Contains 50% by mass or more of a (meth) acrylic acid alkyl ester monomer unit having an alkyl group having 1 to 12 carbon atoms, the graft copolymer (A). 3. The graft copolymer according to claim 1, wherein two or more polyfunctional monomer units contained in the (meth) acrylate-based rubbery polymer (G) are graft-crosslinked. The graft copolymer (A), which is derived from at least one of an agent and a crosslinking agent. 4. The graft copolymer according to claim 3, wherein the (meth) acrylate-based rubbery polymer (G)
(A), wherein the graft-linking agent contained in (a) is an allyl compound and the crosslinking agent is a di (meth) acrylate compound. 5. The graft copolymer according to claim 1, wherein the acid group-containing copolymer latex (K) is a (meth) acrylic acid alkyl ester monomer unit in its solid content. The graft copolymer (A), which contains 0.1 to 30% by mass of 6. The graft copolymer according to any one of claims 1 to 5, wherein the weight average particle diameter is 200 to 100.
A graft copolymer (A) characterized by using a (meth) acrylate-based rubbery polymer (G) having a thickness of 0 nm. 7. The non-enlarged small particle size (meth) acrylic acid contained in the (meth) acrylate-based rubbery polymer in the graft copolymer according to any one of claims 1 to 6. A graft copolymer (A) characterized in that a (meth) acrylate rubber-based polymer (G) having an acid ester-based rubber-like polymer (g) content of 15% by mass or less is used. 8. The graft copolymer according to claim 1, wherein the grafted vinyl polymer is a (meth) acrylate compound monomer unit,
A graft copolymer (A) comprising at least one selected from vinyl cyanide-based compound monomer units and aromatic alkenyl-based compound monomer units. 9. The graft copolymer (A) according to claim 1, 5 to 95% by mass, another thermoplastic resin (F) 95 to 5% by mass, and another graft copolymer. Polymer (B)

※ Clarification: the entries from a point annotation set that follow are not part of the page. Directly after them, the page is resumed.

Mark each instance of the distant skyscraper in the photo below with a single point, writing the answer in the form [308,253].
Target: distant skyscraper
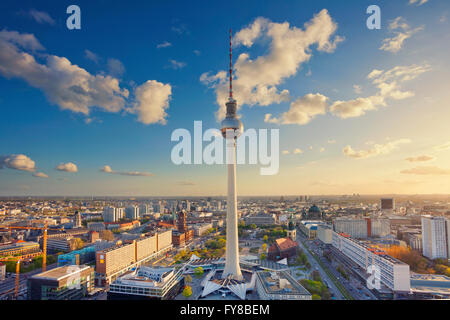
[387,204]
[109,214]
[132,212]
[77,223]
[143,209]
[435,237]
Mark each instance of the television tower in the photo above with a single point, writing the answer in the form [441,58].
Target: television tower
[232,128]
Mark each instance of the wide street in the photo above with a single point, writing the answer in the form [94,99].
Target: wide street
[316,266]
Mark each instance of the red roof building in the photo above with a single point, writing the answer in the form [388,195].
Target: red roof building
[282,248]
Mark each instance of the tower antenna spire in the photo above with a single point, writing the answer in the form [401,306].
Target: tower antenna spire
[231,71]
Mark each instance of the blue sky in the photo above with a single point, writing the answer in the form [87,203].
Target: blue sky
[130,32]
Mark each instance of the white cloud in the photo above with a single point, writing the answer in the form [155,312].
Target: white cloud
[152,100]
[41,17]
[256,81]
[422,158]
[91,56]
[17,162]
[115,67]
[165,44]
[395,43]
[389,87]
[302,110]
[443,147]
[418,2]
[357,89]
[65,84]
[107,169]
[174,64]
[375,150]
[67,167]
[40,175]
[426,170]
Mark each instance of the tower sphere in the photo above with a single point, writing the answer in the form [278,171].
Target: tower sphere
[231,122]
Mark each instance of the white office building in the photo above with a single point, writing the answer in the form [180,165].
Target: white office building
[394,274]
[324,233]
[435,237]
[132,212]
[362,228]
[112,214]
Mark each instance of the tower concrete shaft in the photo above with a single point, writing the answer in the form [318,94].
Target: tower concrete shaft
[232,250]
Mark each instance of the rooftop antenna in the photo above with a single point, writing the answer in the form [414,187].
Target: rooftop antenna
[231,72]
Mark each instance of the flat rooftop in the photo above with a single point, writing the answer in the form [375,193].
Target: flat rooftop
[60,272]
[281,283]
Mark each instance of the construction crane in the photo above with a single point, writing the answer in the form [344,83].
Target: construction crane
[44,241]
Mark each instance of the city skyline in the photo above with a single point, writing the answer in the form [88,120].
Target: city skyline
[92,110]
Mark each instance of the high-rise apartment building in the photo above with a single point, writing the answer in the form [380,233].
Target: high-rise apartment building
[435,237]
[112,214]
[132,212]
[362,228]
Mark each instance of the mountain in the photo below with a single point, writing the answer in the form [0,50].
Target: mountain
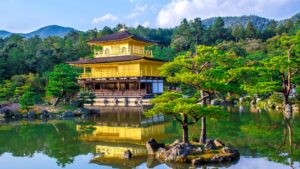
[51,30]
[44,32]
[259,22]
[4,34]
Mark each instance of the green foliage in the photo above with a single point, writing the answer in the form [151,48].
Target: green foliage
[86,98]
[205,70]
[62,82]
[175,104]
[28,99]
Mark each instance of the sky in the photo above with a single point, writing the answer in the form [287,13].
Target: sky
[24,16]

A thermoplastic resin composition comprising 0 to 50% by mass (however, the total of (A), (F), and (B) is 100% by mass). 10. The thermoplastic resin composition according to claim 9, wherein the other thermoplastic resin (F) is a polymethyl methacrylate, an acrylonitrile-styrene copolymer (AS resin), or an acrylonitrile-styrene-N-substitution. Maleimide terpolymer, styrene-maleic anhydride-N-substituted maleimide terpolymer, polycarbonate resin, polybutylene terephthalate (PBT resin), polyethylene terephthalate (PET resin), polyvinyl chloride, polystyrene, methyl methacrylate -Styrene copolymer (M
S resin), acrylonitrile-styrene-methyl methacrylate copolymer, modified polyphenylene ether (modified P
A thermoplastic resin composition, which is at least one selected from the group consisting of PE resin) and polyamide. 11. A molded article comprising the thermoplastic resin composition according to claim 9 or 10. 12. A sheet-shaped molded article comprising the thermoplastic resin composition according to claim 9.